Though the spill near Grand Marsh, Wis., is relatively small -- about 1,200 barrels -- it raises fresh questions about the Calgary, Alberta-based company's oversight of its massive pipeline system, which spans northern Minnesota.
Enbridge faces a record $3.7 million federal penalty over a large oil spill two years ago in Michigan.
"Pipelines operate safely across the country every single day. That's why accidents, like the one in Wisconsin, are absolutely unacceptable," U.S. Transportation Secretary Ray LaHood said in a statement Tuesday announcing that the line wouldn't reopen.

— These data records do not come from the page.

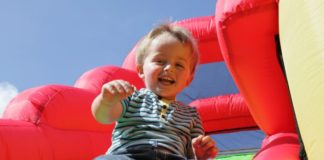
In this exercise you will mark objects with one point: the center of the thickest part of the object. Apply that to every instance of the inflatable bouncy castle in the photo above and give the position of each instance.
(269, 70)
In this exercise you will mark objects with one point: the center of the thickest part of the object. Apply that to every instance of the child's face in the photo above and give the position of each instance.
(167, 67)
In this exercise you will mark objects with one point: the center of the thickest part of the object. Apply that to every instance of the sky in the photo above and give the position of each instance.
(56, 41)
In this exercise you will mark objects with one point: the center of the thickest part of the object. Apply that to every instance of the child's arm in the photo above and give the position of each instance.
(204, 147)
(106, 107)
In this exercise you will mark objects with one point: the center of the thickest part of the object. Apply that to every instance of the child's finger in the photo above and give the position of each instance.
(197, 141)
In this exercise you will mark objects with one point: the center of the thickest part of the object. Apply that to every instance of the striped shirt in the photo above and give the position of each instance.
(142, 123)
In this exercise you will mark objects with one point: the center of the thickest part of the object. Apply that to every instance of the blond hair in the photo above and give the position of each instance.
(181, 34)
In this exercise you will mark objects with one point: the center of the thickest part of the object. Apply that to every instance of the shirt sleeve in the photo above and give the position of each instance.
(197, 126)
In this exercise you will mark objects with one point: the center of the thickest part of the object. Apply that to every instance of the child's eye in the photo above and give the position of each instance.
(179, 65)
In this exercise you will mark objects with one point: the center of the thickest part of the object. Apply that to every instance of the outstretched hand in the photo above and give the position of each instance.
(115, 91)
(204, 147)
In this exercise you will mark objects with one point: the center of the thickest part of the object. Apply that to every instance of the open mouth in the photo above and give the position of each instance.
(166, 80)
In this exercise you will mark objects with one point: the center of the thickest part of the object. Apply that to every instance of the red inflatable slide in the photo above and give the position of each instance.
(55, 122)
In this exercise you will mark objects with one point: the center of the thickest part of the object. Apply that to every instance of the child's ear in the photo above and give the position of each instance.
(140, 72)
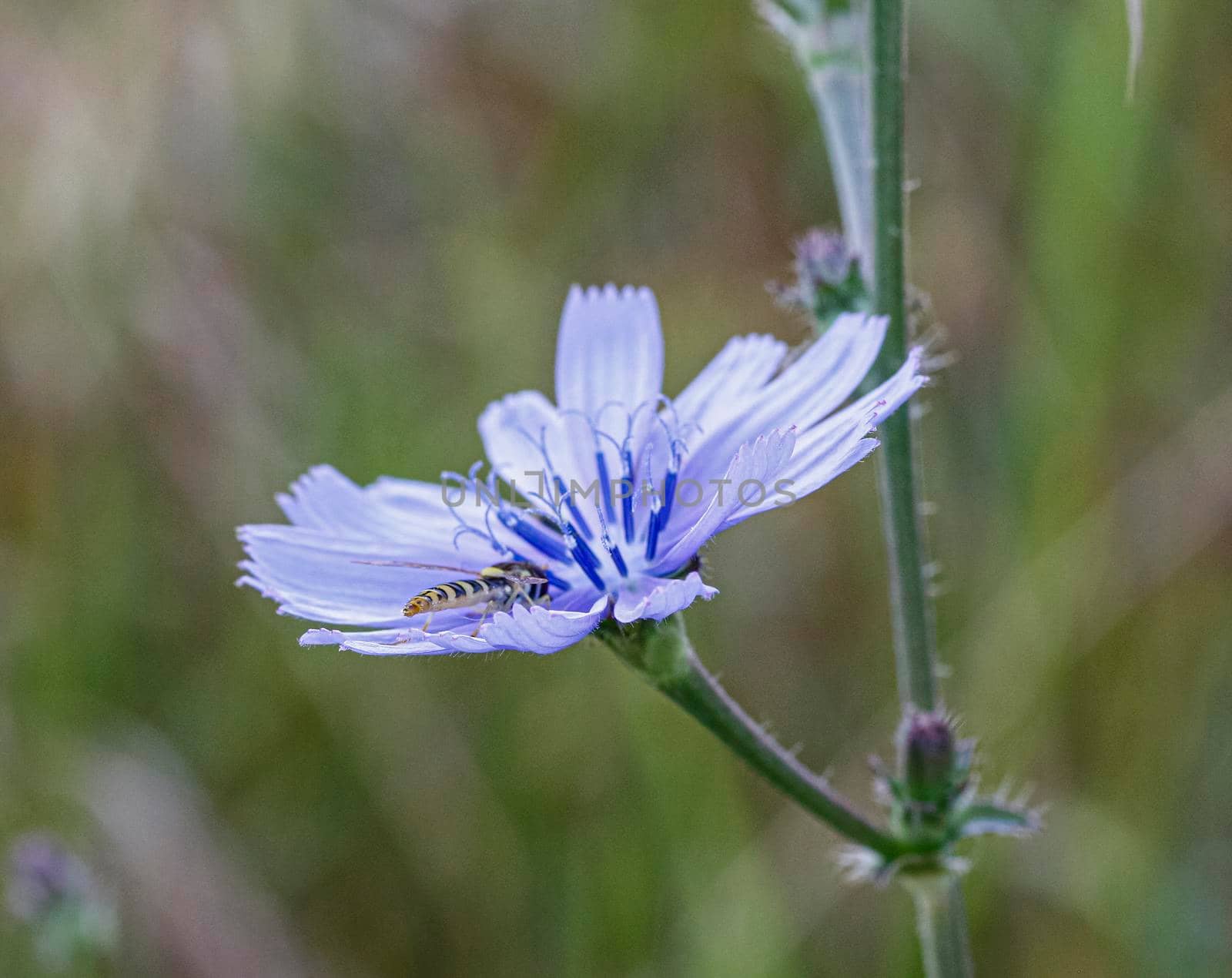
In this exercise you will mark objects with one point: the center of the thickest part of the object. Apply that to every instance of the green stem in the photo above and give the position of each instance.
(942, 924)
(940, 916)
(665, 657)
(915, 645)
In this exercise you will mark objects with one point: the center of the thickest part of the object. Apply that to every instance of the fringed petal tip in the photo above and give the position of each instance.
(536, 630)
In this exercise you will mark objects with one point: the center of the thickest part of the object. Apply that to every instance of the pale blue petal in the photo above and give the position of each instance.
(658, 598)
(537, 630)
(387, 642)
(755, 464)
(866, 413)
(812, 386)
(610, 349)
(320, 577)
(730, 383)
(542, 630)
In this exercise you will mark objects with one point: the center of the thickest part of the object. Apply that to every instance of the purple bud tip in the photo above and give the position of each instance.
(927, 752)
(42, 873)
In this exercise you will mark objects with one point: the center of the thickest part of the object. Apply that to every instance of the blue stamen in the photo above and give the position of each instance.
(579, 521)
(588, 556)
(618, 557)
(605, 484)
(626, 504)
(669, 491)
(652, 532)
(558, 583)
(533, 534)
(589, 571)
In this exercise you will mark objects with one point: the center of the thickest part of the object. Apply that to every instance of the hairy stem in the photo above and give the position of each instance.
(940, 916)
(915, 645)
(665, 657)
(942, 924)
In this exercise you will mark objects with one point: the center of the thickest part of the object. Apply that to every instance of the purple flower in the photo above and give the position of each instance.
(609, 493)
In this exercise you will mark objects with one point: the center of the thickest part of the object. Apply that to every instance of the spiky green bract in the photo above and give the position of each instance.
(662, 655)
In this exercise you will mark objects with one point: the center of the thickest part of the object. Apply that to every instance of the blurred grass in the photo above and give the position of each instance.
(249, 238)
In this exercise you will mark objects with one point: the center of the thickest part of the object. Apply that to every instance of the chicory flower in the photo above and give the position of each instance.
(609, 493)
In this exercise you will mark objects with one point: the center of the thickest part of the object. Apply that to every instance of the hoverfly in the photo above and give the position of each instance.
(499, 588)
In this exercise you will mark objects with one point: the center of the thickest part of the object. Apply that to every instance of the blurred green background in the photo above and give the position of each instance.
(243, 238)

Enbridge spokeswoman Lorraine Little said Wednesday that company officials hope to meet with LaHood in the next day or two to hear his concerns, but she could not say how long the line would be out of service.
The 467-mile line carries North Dakota and Canadian oil from Superior, Wis., to Chicago. It is part of Enbridge's Lakehead system, capable of carrying 2.5 million barrels of oil per day.
The section between Superior and Chicago has been closed. If the shutdown means oil can't move as easily to Eastern markets, it could exacerbate an existing oversupply of crude in the Upper Midwest, but it's not expected to have broad effect on prices.
"It may lower the price on the upper part of that pipeline, and that may end up being favorable for lower prices locally" in Minnesota, said commodities futures broker Alex Breitinger, based in Valparaiso, Ind. "It is going to hurt people in Chicago."